Килгор слышал о мертвой красной земле, но не знал, что такая еще где-то осталась. Видел старые снимки Агентства по защите окружающей среды, большую картинку на развороте «Лайф» многолетней давности, до начала рекультивации. Сто с лишним квадратных километров безжизненной земли, отравленные красные холмы, насколько глаза видят. Если не считать домов, церквей и шахтного комплекса посередине, будто на марсианскую поверхность смотришь.
Бетани продолжила рассказ, время от времени поглядывая на него, чтобы убедиться, что он ее слушает.
– Теперь нормально выглядит, будто деревья здесь всегда были, и вокруг нас старые естественные леса. Но на это ушли годы. Подобрать сорта травы, устойчивые к кислотной почве, чтобы закрепить ее, потом посадить особые сорта деревьев. Посадить растения, которые в состоянии фильтровать токсины корнями. Растительность дала этой земле шанс возродиться. Со временем.
Она махнула рукой в сторону долины.
– Это сработало. Но они оставили одну дебильную полоску земли, и рядом с водой. Поэтому нас и отправили все проверить. Почву и саму воду, в кратере.
Килгор навострил уши.
– А где кратер? Если музей находится на месте старой шахты, то он должен быть неподалеку, так?
– Прямо за стоянкой. Знаете что? Бросьте этот кофе, он ужасный.
Она внезапно вскочила и вылила остывшее содержимое чашки в раковину.
– Пойдемте. Я вам покажу.
Она вышла с кухни, мимо деревянной стойки с рекламными брошюрами о местных достопримечательностях. Весьма условно «местных». Килгор двинулся следом.
Ее ботинки шаркали и хрустели по неровной поверхности стоянки, и вскоре она остановилась рядом с большой металлической клетью, в которой шахтеров когда-то опускали на километр вниз, в шахту, добывать медь.

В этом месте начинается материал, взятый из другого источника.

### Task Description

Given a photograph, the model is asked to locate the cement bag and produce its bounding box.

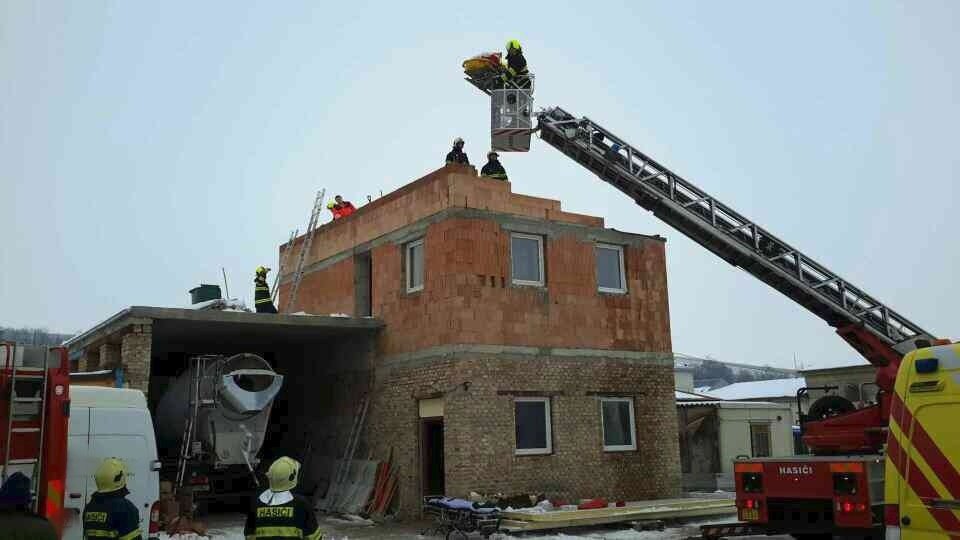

Повернулась, и ветер разметал ее волосы. Чтобы Килгор ее услышал, ей пришлось почти что кричать.
– Здесь раньше была фабрика, прямо тут, на гребне естественного хребта! У них были поднятые над землей тросы для ковшей, в которых руду возили у них над головами!
Она обернулась, и ее волосы разлетелись ореолом, огромным и золотистым, больше чем у Медузы Горгоны. Такое впечатление, будто она стоит на краю утеса и готова прыгнуть в любой момент.
Она сказала что-то еще, но Килгор не услышал из-за ветра. Но подошел ближе и стал слушать дальше.
– Шахта обвалилась уже не один год назад, но в то время в ней уже медь не добывали, на самом деле. Больше денег зарабатывали на серной кислоте, которую делали из диоксида серы, побочного продукта при плавке шихты. Сами знаете, та штука, которая лишила эти земли копчушек. Ладно, вот оно. Вот озеро, в котором утонули мои друзья.
Позади клети по всему склону острого зазубренного хребта протянулся огромный кратер, наполненный лазурно-голубой водой и окруженный зеленеющими деревьями. Будто кто-то выдернул затычку, и часть земли утекла в гигантский слив, оставив после себя лишь этот лазурный пруд, сверкающий у самого дна мира.
Килгор с трудом сдержался от того, чтобы назвать зрелище «прекрасным», и отвел Бетани от края, чтобы ее ветром не сдуло.
Они вернулись на засыпанную гравием стоянку.
– Там они и умерли. Адам первым, через два дня после того, как мы приехали. Несчастный случай, нелепый, так они сказали. Он упал и… забыл, что плавать умеет, или какая-то подобная чушь, так и написали.
– А они отправили его тело домой? Не думаю, что у них тут есть возможность вскрытие провести.
– Ага, сейчас он уже дома. А вот Грег… он умер два дня спустя, и его тело до сих пор в медцентре Меднорудного Бассейна, и мне никто сказать не может, отдадут ли его. Никто мне ни фига не говорит. Эммау Пит считает меня мелкой наглой сучкой из большого города, будто Ноксвилль – это Нью-Йорк, а я там всю жизнь подковерными интригами занимаюсь. Не знает, что я слышала, как она это сказала, но, возможно, ей и плевать.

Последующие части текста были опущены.